Speaking at Muhlenberg College a dozen days ago, a professor of transgender studies questioned the “nature of truth and reality across the vastness of gender identity.”
The University of Arizona’s Susan Stryker, whose research interests include “transgender and queer studies, film and media, built environments, somatechnics, and critical theory,” read passages from her new book, “What Transpires Now: Transgender History and the Future We Need,” which she said “began to shift” after the election of Donald Trump: “We [trans-people] need to have a united front.”
That front, according to The Muhlenberg Weekly, means doing more than what she does in her classroom. It means, as Muhlenberg Professor Beth Corzo-Duchardt is quoted as saying, questioning “the taken for granted truths that we have grown up with” regarding gender.
The speech, co-sponsored by women’s and gender studies, corresponded with the Center for Ethics’ theme of “Troubling Truth” by reevaluating preconceived notions of truth and reality within the concept of a gender binary and its intersection with other issues in social, racial and political spheres.
At one point, Stryker described the idea of gender as a “vast, impersonal social apparatus that like some magical, Hogwarts sorting hat whispers the secret of our identity into our ears and places us with our kind.”
Stryker tied together ideas of this personal journey of identity to the idea of truth in reality-based and historically-based senses.
“To write history is not to string one brute fact after another to fill up the emptiness of time,” said Stryker. “To write history, for those of us who need another world, is to catch sight elsewhere of radical possibilities made visible by the light of a current calamity.”
“Reality is a fiction we tell of things we bump against in darkness,” added Stryker.
The professor also touched on “intersectionality” by invoking the 2014 death of Eric Garner, noting the concept ” is punctuated by a division in the organization of different forms of life”:
While animals respire, the transpiration of plants “suggests a lowly baseline existence.

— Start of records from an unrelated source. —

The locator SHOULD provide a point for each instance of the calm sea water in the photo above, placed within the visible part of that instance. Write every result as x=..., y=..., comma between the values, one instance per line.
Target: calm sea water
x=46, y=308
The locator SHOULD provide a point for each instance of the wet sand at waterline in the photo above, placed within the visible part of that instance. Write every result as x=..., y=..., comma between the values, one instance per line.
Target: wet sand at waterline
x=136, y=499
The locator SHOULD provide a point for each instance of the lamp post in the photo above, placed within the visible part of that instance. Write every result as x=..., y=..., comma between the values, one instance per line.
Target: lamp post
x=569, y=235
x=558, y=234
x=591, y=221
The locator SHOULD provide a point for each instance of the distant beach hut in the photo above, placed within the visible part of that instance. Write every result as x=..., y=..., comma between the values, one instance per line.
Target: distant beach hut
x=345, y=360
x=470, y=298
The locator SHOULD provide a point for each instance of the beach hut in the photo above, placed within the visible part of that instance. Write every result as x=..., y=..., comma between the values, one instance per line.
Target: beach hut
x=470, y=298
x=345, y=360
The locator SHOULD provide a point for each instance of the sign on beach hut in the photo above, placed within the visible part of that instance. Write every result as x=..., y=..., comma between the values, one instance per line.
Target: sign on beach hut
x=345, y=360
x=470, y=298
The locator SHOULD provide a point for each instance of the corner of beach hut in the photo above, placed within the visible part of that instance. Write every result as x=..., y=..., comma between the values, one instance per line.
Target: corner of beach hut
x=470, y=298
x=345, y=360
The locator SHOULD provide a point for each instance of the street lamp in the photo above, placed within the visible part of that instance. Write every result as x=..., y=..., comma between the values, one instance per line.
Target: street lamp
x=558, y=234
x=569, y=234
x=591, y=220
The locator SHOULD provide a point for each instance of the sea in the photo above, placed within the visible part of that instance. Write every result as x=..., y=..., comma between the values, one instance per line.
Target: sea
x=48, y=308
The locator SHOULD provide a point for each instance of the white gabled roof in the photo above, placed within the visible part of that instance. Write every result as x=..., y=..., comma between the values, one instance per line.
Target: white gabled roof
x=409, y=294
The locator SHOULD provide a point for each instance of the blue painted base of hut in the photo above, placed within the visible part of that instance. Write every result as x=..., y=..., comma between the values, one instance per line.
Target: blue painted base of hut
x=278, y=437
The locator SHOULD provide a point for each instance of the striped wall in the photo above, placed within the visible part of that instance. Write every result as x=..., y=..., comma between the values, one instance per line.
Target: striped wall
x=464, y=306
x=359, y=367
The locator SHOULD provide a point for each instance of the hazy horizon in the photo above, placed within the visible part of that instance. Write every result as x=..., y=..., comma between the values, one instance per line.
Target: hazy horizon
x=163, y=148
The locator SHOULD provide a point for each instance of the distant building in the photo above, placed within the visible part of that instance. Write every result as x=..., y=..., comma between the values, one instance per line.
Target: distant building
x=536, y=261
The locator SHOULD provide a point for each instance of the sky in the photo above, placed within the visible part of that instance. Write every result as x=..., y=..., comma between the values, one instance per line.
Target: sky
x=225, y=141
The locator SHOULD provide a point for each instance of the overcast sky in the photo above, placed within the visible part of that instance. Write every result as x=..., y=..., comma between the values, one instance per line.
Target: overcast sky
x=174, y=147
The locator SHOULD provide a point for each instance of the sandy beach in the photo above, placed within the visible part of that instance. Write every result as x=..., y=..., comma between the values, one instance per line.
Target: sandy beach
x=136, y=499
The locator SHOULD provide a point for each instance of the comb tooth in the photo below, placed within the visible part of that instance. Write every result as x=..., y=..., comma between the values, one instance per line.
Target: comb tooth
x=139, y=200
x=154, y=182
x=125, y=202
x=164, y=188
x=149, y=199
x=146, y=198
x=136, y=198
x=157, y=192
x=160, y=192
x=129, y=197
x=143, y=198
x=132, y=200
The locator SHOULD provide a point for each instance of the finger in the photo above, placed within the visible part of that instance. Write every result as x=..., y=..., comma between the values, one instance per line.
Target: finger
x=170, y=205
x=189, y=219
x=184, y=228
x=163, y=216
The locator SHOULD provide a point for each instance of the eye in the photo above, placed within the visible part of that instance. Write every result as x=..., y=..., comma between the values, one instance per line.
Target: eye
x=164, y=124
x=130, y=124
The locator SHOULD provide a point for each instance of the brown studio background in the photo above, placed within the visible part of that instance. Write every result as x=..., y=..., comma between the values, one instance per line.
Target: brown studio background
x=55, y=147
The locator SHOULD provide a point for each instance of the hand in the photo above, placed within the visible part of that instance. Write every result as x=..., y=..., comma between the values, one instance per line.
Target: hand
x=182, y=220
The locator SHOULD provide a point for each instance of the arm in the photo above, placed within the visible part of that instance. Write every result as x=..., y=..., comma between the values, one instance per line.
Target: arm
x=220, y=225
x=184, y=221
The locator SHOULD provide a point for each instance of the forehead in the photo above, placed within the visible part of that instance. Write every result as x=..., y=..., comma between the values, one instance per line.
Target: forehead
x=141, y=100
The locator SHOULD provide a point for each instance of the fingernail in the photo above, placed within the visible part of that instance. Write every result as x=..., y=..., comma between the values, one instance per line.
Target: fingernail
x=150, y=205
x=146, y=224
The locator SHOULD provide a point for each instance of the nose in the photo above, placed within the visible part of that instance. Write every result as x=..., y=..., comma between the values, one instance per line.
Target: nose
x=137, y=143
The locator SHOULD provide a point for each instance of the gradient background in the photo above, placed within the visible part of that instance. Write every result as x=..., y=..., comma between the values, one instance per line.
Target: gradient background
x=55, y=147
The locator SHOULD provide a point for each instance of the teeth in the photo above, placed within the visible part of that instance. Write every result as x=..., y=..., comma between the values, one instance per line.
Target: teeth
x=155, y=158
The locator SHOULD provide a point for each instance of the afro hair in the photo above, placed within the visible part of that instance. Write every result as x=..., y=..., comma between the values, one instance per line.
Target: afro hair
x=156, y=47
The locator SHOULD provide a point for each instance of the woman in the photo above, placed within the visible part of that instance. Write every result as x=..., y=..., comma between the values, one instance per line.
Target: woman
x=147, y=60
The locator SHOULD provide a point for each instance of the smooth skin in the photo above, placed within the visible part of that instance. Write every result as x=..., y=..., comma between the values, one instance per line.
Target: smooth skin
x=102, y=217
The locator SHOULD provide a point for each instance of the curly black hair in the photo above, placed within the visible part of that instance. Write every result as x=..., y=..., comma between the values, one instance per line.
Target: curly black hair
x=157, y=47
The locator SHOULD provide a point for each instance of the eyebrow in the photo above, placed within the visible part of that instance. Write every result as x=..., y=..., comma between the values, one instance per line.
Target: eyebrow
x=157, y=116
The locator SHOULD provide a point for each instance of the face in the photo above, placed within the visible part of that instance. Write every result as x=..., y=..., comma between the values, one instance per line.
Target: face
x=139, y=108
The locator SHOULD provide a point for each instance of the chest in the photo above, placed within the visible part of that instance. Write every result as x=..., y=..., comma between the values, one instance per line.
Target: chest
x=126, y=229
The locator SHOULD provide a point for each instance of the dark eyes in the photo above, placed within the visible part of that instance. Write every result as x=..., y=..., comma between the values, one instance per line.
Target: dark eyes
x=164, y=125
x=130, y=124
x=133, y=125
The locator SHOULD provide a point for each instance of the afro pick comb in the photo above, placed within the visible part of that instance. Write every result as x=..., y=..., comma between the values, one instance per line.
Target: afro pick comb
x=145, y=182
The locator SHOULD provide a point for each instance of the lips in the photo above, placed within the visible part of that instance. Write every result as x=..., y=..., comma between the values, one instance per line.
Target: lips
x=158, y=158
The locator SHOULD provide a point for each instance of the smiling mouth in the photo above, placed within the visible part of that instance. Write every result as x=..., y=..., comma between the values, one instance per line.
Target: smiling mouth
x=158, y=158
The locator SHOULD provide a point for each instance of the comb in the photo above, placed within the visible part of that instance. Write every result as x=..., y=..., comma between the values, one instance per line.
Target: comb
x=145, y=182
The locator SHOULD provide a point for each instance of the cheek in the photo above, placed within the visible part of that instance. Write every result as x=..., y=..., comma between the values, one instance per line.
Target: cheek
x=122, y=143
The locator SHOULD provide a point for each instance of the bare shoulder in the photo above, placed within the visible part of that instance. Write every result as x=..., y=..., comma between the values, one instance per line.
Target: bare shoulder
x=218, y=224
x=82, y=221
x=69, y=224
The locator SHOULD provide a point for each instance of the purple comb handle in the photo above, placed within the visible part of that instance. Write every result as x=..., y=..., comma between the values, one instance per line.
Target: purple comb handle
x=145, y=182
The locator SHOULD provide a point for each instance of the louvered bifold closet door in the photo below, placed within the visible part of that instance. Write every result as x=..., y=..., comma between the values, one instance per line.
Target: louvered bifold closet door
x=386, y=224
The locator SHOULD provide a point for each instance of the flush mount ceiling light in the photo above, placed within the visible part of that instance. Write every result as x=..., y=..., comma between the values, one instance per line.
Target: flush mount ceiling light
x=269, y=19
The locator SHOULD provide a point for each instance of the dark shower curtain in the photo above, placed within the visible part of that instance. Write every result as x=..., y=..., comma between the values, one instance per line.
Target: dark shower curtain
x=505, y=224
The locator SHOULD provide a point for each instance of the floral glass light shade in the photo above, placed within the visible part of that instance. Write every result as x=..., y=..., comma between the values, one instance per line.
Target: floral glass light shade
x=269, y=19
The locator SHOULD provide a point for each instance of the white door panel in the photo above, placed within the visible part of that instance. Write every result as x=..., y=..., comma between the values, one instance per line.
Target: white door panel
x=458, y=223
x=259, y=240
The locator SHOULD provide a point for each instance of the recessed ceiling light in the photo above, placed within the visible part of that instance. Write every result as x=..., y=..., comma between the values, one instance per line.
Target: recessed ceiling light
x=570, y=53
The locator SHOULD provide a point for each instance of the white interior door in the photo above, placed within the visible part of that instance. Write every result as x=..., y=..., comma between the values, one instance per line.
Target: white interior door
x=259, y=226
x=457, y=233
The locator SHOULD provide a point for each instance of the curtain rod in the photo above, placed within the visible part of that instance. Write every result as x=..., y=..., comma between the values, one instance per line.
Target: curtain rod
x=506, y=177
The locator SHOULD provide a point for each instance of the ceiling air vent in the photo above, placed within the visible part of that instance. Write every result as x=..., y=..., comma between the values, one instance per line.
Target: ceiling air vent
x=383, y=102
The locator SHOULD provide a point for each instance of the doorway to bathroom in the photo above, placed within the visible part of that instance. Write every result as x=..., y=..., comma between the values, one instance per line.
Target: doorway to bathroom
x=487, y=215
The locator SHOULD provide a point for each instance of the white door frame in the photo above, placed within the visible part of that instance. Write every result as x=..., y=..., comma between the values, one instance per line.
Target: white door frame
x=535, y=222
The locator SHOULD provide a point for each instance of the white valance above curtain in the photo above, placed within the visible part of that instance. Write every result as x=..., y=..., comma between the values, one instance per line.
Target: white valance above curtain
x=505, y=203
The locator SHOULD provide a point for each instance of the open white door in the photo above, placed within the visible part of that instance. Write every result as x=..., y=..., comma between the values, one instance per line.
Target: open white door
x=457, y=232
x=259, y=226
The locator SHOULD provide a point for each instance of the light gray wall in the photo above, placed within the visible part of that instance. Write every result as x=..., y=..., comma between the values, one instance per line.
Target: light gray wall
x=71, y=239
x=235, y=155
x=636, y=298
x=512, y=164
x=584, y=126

It means simply to happen without volition, simply to persist in being,” Stryker explained.
“Species, races, ethnicities, genders are all distinctions we make between categories of life so that various bodies with various capacities can be ordered according to the greater or lesser worth we accord them.”
And, naturally, Stryker had to address her white privilege:
I feel like it’s really hard for white people, myself included, to acknowledge complicity and structural violence that you cannot change by your individual actions […] There is a sense in which simply because of how my body is, white privilege circulates through it and gets reproduced through it and what do I do about that?
For starters, prof, you might try putting that last sentence through a plain-English translator.